Bakışlarını benden çekip manzara baktı. "Aslanım beni o kadar düşünür ki yanıma bile uğramaz oldu." dedi. Sanırım yanına gitmediğim için kızmıştı.
"Sabah erkenden gelecektim yanına." dedim. Bakışlarını bana çevirip kaşlarını çattı. "Sabah öyle mi? Hayırdır oğlum önemli bir işin mi vardı?" diye soru imayla.
Sinirle boynumu çıtlattım. "Hayır. Yoğundum biraz." dedim. Bir şey demedi. "Kızın o kız olduğunu demedin bana" dedi.
"Unuttum söylemeyi zaten ava gitmiştim. Haber geç geldi."
"Çok güzel. Maşallah açmamış bir gül goncası gibi." dedi. Onu düşününce dudaklarımı kıvırdım. Sinirli halimden eser kalmamıştı. Sonunda onu bulmuştum.
"Lakin kızı korkutmanı istemiyorum." dedi annem bana bakarak.
"Anlamadım Validem?" dedim kaşlarımı çatarak. "Sen anladın aslanım. Diyorum ki koca üç yıl dayandın biraz daha dayanabilirsin." dedi imayla.
Ne yani meleğimi benden uzak mı tutacaktı?
"Ciddi misin bu konuda?"
"Hem de çok ciddiyim. Nikah olmayana kadar seni prensesin koridoruna adım attığını bile görmeyeceğim. Eğer olurda gidersen benim her yerde kulağım var bilirsin." dedi ve arkasını dönüp balkondan çıkmaya hazırlandı.
"Unutmadan Korkut'a uğramayı unutma seni özlemiş." dedi ve çıktı. Sessizlik birden ortama çöktü. Derin nefes alıp gökyüzüne çevirdim bakışlarımı.
Sen bana sabır ver Allah'ım!
Maia'dan
Aynadan Madam'a baktım. Her zaman ki gibi ciddiyetle işini yapıyordu.
"Bugün sarayı gezmek ister misiniz prensesim?" dedi Madam saçlarımı tararken
"Olur Madam." dedim. Saçlarımı güzelce ensemde topuz yaptı. İşim bitince aynanın önünden kalktım. Kendimi boydan inceledim. Tozpembe uçuş uçuş bir elbise giymiştim. Düşük yakalı ve biraz dekolteliydi.
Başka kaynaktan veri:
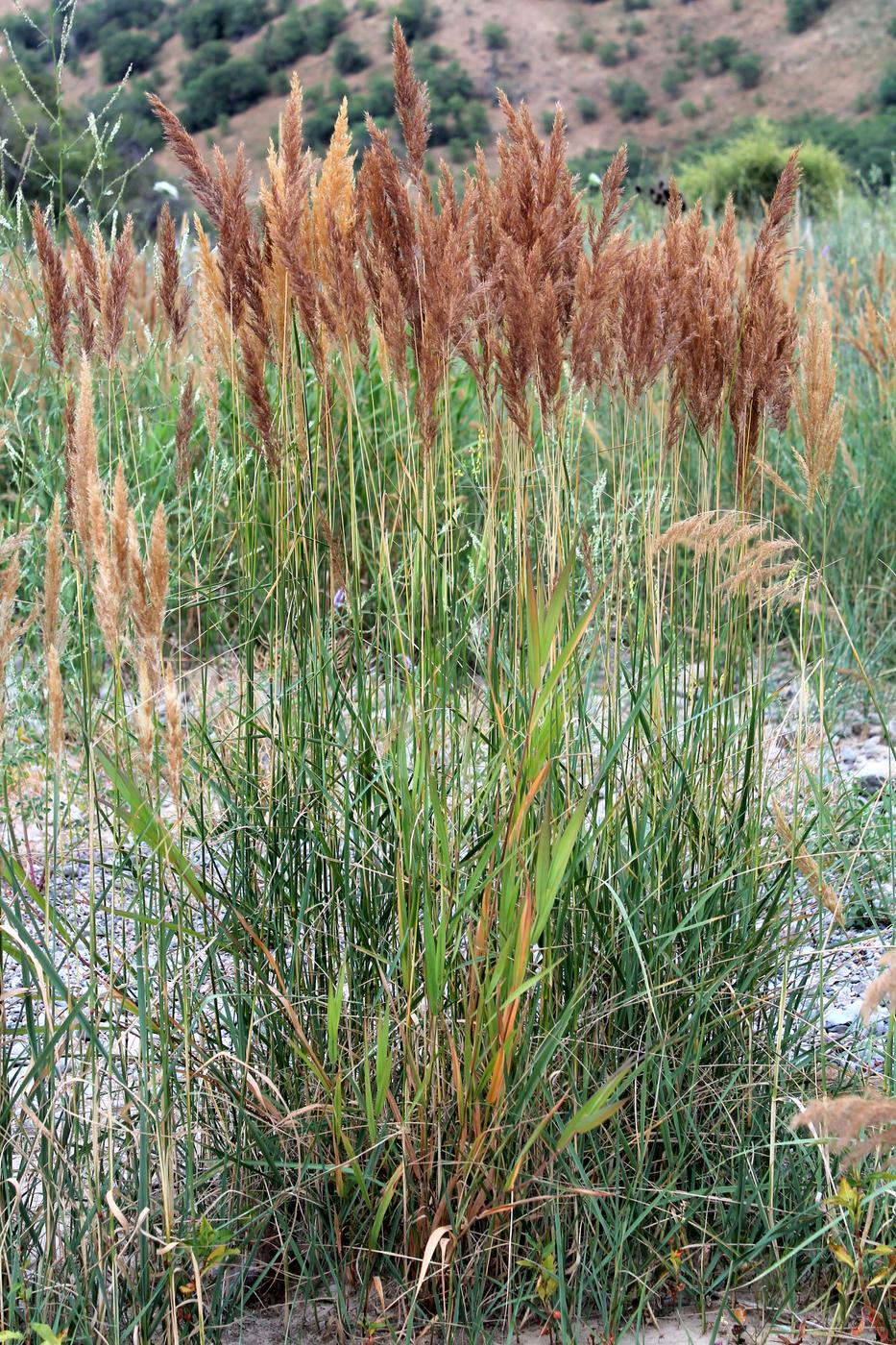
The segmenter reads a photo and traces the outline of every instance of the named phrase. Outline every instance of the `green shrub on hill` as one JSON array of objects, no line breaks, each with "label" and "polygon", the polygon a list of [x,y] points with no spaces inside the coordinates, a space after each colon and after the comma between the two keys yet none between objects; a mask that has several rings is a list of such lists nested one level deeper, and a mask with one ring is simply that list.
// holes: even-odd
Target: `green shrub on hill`
[{"label": "green shrub on hill", "polygon": [[[342,0],[320,0],[319,4],[301,11],[291,9],[262,34],[256,43],[254,55],[265,70],[280,70],[300,61],[301,56],[320,55],[340,32],[344,22],[346,7]],[[361,47],[357,50],[361,51]],[[357,69],[361,70],[363,66]]]},{"label": "green shrub on hill", "polygon": [[786,0],[787,27],[791,32],[805,32],[827,9],[830,0]]},{"label": "green shrub on hill", "polygon": [[264,0],[192,0],[180,11],[180,35],[188,47],[245,38],[270,17]]},{"label": "green shrub on hill", "polygon": [[623,121],[643,121],[650,116],[650,94],[636,79],[612,81],[609,97]]},{"label": "green shrub on hill", "polygon": [[[89,0],[77,11],[71,30],[73,51],[96,51],[106,38],[122,28],[145,31],[161,17],[163,11],[163,0]],[[40,23],[46,26],[43,15]]]},{"label": "green shrub on hill", "polygon": [[[720,210],[729,195],[739,210],[756,210],[771,200],[790,151],[776,126],[756,122],[726,145],[685,165],[682,191],[689,200],[701,196],[710,210]],[[825,214],[848,184],[846,165],[833,149],[810,140],[803,143],[799,161],[803,208]]]},{"label": "green shrub on hill", "polygon": [[100,47],[102,78],[106,83],[117,83],[124,79],[128,70],[143,74],[152,66],[157,50],[159,43],[148,32],[136,32],[130,28],[110,32]]},{"label": "green shrub on hill", "polygon": [[763,58],[757,51],[741,51],[731,63],[741,89],[755,89],[763,78]]},{"label": "green shrub on hill", "polygon": [[705,75],[721,75],[731,70],[732,63],[740,55],[740,38],[722,34],[712,42],[704,42],[700,48],[700,69]]},{"label": "green shrub on hill", "polygon": [[884,70],[877,86],[877,102],[881,108],[896,108],[896,62],[891,62]]},{"label": "green shrub on hill", "polygon": [[839,121],[837,117],[805,113],[786,122],[786,134],[794,141],[814,140],[829,145],[862,187],[877,190],[889,187],[896,180],[896,108],[888,108],[862,121]]},{"label": "green shrub on hill", "polygon": [[389,48],[391,48],[393,19],[401,24],[408,42],[416,42],[417,38],[429,38],[436,31],[441,23],[441,11],[429,0],[400,0],[389,11],[389,30],[386,32]]},{"label": "green shrub on hill", "polygon": [[334,47],[332,63],[340,75],[354,75],[367,69],[370,56],[354,38],[340,38]]},{"label": "green shrub on hill", "polygon": [[209,66],[184,87],[184,124],[190,130],[204,130],[221,117],[252,108],[268,90],[268,75],[257,61],[231,56],[219,66]]}]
"Her zaman ki gibi çok güzelsiniz prensesim!" dedi Madam beni izleyerek. Ona gülümsedim. O sırada kapı çaldı. İçeri Valide sultanın benim için gönderdiği kızlardan biri girdi. Adı neydi? Hah Gülcan.
"Prensesim Hasan Paşa gelmiş sizi görmek istiyor!" dedi.
"İçeri al Gülcan!" dedim.
Hasan Paşa hünkarın veziriydi. Atike hatundan öğrenmiştim. Hasan Paşa içeri girdi selam verdi.
"Prensesim sizi rahatsız ettim beni mazur görün lakin hünkarımız sizin için bir şeyler gönderdi. İzin verirseniz onları size sunayım!" dedi.
Yavuz bana ne göndermiş olabilirdi ki? "Tabi Hasan Paşa!" dedim.
Hasan Paşa dışarı çıktı ve eli kolu dolu olan kadınları içeri aldı. Şaşkınca onlara bakıyordum. Ellerindeki paketleri yere bırakıp çekildiler. "Bunlar sultanımızın sizlere armağanıdır efendim!" dedi Hasan Paşa.
Bana bir sürü eşya göndermişti. Mutlulukla gülümseyip Hasan Paşa'ya baktım. "Teşekkür ederim Hasan Paşa. Hünkarımıza armağanını kabul ettiğimi ilet lütfen!"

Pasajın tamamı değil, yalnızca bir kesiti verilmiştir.